While trying to produce a box effect around an area using beams, the bottom near floor using a gradient and the top being completely transparent the beam is not completely transparent and has a green bar across the top however as you can see below the decal I uploaded has no green at the right side edge. This is becoming problematic as I cannot have a clear on edge the beam which is what it’s intended to have. While playing around with the settings I noticed that ‘TextureLength’ property makes the problematic green line thinner, but no matter what the value is set to always visible.
This is the beam. The beam has the non-transparent side at the bottom, the transparent side at the top.
Why use a decal?
Just use the Transparenct Property of the Beam itself. If you go to the right side of the Transparency Property you will see three dots … click on that and a window pops up where you can take a solid green beam and make it transparent at one end by dragging the slider up and down.
This also works for items like beam width & colour.
You should attach the image you’re using in case it is an issue with that (e.g. invisible pixels at end of texture have color that Roblox isn’t handling properly)
The problem still exists above, however, I didn’t know that was a feature so I’ll play around and see if I can find a workaround for this.
EDIT:
Tried your method, but I couldn’t rotate the beam so that the gradient starts from bottom and goes to nothing at the top, it only lets me have the gradient go left to right. Any suggestions?

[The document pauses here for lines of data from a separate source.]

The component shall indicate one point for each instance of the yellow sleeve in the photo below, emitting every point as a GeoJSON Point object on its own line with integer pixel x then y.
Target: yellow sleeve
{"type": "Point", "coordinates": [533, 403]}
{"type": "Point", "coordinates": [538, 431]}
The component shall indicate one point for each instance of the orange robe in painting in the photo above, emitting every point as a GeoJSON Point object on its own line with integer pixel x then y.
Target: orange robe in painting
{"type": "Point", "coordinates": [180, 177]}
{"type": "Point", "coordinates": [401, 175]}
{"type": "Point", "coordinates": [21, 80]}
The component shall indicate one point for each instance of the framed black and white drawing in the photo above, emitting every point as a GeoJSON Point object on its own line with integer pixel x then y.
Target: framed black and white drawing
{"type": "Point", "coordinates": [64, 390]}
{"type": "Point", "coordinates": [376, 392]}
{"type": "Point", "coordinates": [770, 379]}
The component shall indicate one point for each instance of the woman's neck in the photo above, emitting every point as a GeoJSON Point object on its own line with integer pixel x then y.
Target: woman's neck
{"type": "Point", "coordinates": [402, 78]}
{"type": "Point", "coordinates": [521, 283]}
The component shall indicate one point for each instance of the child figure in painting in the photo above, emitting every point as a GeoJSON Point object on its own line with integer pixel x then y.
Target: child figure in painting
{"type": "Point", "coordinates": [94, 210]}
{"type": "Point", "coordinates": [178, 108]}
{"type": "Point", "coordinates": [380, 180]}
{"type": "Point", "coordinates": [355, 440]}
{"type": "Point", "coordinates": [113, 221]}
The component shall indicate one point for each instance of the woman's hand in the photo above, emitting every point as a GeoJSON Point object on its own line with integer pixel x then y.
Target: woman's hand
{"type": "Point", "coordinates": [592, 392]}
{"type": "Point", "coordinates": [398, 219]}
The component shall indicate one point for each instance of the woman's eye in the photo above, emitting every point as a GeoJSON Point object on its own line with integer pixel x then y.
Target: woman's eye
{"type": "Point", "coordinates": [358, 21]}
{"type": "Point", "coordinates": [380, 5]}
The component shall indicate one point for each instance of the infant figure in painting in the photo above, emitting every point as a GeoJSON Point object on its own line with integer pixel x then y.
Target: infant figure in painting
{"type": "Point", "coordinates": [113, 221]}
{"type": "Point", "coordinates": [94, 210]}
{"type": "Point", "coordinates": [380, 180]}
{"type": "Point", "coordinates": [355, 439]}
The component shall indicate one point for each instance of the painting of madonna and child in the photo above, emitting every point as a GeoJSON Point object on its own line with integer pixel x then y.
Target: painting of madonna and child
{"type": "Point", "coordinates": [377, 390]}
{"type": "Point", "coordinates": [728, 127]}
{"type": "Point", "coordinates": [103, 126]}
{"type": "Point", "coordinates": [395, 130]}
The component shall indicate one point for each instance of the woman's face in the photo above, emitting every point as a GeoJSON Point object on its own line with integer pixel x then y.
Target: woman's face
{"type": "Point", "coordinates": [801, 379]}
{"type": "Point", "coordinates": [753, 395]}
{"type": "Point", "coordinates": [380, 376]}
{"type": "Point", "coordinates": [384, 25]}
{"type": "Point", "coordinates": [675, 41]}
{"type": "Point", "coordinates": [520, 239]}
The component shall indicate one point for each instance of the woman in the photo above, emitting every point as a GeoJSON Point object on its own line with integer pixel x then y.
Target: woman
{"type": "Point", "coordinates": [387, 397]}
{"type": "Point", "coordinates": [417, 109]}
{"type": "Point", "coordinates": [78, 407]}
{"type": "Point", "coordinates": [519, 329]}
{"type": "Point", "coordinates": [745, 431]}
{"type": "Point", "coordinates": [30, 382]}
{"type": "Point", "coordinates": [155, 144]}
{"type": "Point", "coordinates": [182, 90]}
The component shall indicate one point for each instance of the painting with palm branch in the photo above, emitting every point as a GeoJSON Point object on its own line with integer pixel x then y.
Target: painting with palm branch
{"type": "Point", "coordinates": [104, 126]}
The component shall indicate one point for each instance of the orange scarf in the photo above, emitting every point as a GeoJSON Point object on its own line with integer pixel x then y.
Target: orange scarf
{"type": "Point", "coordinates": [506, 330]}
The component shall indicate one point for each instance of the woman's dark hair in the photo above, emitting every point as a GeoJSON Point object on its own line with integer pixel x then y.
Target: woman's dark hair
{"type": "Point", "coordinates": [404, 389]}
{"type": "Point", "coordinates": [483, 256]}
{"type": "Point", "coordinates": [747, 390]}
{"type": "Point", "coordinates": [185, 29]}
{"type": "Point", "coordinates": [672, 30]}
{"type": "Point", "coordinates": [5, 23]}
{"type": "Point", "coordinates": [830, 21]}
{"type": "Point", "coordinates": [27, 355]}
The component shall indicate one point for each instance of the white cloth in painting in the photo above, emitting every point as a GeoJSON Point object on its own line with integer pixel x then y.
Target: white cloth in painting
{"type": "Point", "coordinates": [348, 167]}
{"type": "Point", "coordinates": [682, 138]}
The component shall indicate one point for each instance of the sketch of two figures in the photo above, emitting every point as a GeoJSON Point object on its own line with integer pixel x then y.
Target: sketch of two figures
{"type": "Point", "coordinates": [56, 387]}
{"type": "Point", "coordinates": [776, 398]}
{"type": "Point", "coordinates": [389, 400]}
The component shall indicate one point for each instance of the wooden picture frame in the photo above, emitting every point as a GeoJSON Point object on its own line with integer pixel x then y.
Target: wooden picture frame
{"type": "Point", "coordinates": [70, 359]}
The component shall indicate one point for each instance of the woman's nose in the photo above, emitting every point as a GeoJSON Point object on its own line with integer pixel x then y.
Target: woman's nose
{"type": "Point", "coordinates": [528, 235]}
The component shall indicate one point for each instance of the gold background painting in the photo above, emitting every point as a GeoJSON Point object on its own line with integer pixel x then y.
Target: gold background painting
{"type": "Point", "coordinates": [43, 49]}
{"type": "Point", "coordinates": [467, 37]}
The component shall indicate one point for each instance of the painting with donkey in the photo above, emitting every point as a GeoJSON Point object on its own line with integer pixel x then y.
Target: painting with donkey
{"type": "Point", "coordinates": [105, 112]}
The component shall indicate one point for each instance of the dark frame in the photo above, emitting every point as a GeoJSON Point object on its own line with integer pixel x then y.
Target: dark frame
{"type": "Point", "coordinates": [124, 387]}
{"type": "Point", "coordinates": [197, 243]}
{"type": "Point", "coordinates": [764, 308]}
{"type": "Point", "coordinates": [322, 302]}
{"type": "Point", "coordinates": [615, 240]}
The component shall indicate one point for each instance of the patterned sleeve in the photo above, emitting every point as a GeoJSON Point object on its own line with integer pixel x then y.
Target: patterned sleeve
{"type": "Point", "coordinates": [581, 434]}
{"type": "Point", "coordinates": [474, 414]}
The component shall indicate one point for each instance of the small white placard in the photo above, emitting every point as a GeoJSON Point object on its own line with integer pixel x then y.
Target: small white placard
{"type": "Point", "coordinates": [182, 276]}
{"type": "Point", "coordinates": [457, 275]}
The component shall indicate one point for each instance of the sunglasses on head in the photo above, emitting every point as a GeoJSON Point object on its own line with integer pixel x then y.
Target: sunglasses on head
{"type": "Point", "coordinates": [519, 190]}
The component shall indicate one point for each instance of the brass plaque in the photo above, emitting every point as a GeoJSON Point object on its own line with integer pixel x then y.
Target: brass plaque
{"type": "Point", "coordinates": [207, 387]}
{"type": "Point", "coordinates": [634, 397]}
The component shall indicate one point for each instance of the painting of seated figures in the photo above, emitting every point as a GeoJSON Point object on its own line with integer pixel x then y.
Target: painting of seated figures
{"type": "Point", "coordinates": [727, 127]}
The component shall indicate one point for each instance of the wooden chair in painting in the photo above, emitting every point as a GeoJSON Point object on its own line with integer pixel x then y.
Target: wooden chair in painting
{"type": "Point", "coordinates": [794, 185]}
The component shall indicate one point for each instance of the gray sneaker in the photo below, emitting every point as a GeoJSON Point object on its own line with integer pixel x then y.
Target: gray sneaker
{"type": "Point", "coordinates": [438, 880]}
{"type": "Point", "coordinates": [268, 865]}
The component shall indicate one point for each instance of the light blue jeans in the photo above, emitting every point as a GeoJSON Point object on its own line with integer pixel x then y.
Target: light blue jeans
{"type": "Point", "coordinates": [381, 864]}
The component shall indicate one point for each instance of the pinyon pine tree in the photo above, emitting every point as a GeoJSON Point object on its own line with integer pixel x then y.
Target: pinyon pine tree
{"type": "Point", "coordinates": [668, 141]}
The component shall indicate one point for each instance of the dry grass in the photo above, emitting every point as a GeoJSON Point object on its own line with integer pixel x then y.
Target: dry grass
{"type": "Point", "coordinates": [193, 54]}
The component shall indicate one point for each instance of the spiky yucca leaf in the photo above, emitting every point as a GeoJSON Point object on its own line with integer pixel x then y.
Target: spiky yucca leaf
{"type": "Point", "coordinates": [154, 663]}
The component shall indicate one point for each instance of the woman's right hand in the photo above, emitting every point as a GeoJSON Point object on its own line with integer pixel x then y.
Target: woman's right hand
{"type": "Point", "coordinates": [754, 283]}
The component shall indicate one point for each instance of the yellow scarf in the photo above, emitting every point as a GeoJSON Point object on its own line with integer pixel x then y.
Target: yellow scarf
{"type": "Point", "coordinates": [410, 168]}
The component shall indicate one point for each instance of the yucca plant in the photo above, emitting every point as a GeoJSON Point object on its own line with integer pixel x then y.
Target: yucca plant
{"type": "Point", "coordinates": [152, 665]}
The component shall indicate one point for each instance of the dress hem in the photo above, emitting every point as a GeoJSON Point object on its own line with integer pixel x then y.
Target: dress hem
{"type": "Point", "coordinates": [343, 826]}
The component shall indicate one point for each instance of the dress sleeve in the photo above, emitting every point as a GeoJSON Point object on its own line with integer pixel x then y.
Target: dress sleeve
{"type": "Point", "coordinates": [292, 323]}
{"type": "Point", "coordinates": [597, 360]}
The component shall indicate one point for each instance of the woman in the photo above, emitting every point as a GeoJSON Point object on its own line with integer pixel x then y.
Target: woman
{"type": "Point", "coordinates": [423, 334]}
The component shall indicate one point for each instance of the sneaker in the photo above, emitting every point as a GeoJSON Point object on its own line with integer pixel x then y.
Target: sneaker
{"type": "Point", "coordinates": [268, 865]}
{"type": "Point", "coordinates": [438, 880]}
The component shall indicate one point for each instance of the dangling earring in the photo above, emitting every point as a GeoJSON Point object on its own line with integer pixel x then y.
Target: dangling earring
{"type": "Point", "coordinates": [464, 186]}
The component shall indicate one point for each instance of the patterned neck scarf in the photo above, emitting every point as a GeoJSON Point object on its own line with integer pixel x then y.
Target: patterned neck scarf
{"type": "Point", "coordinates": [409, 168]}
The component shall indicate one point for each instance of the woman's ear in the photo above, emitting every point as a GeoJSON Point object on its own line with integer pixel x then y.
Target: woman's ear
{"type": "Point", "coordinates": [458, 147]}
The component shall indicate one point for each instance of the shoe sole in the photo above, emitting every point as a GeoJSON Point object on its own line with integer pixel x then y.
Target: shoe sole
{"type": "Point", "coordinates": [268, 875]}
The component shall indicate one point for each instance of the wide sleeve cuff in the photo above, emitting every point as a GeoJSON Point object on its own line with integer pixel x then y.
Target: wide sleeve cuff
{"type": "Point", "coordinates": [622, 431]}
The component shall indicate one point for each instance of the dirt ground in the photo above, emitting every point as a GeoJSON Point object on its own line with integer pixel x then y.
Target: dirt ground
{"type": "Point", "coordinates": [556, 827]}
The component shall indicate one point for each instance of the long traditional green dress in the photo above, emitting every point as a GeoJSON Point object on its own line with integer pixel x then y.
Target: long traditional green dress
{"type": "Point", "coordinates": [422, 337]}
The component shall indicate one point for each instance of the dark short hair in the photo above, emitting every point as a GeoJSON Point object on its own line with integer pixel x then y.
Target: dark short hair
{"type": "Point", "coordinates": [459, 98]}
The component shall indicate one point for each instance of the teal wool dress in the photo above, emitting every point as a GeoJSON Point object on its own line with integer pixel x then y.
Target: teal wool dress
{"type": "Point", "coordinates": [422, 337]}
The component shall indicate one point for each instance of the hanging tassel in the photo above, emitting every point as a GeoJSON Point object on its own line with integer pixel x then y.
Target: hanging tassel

The alternative method suggested by @Scottifly which I’m trying doesn’t have a texture, that’s what I did with my initial method to fix, the only option I believe will work is putting an attachment on the bottom and top and having to edit the beam’s texture width every time I want to make another boundary, this method isn’t ideal but the only option I’ve got if I don’t want to deal with the green line that appears.
The reason your decal has an issue is that it is actually loaded with that edge.
Take any of the ‘solid’ colour decals you find in the library, then put it on a REALLY large Part. You’ll find that most have some fading or distortion along the edges if you enlarge them enough.
It’s not an issue with the asset, it’s an artifact from the texture being sampled with interpolation. Beams support tiling the texture in all modes, which means the texture sampling has to be set to wrap. To make things look smooth, textures are scaled with interpolation, which–a bit like a blur–includes information from neighboring pixels in a weighted sum. In texture wrap mode, the “neighbors” of edge pixels are on the other side of the texture.
To prevent this, you have to have an empty (fully transparent) margin on the side opposite the one that is meant to be fully transparent, so that there is no color data leaking across the boundary. It should be a least 2 pixels for no artifacts at normal viewing size/distance and highest graphics quality. I don’t know exactly how far across the wrapping boundary the interpolation can sample from for all graphics drivers, quality levels and MIP levels, so I’m usually generous with the padding and give it 4 pixels.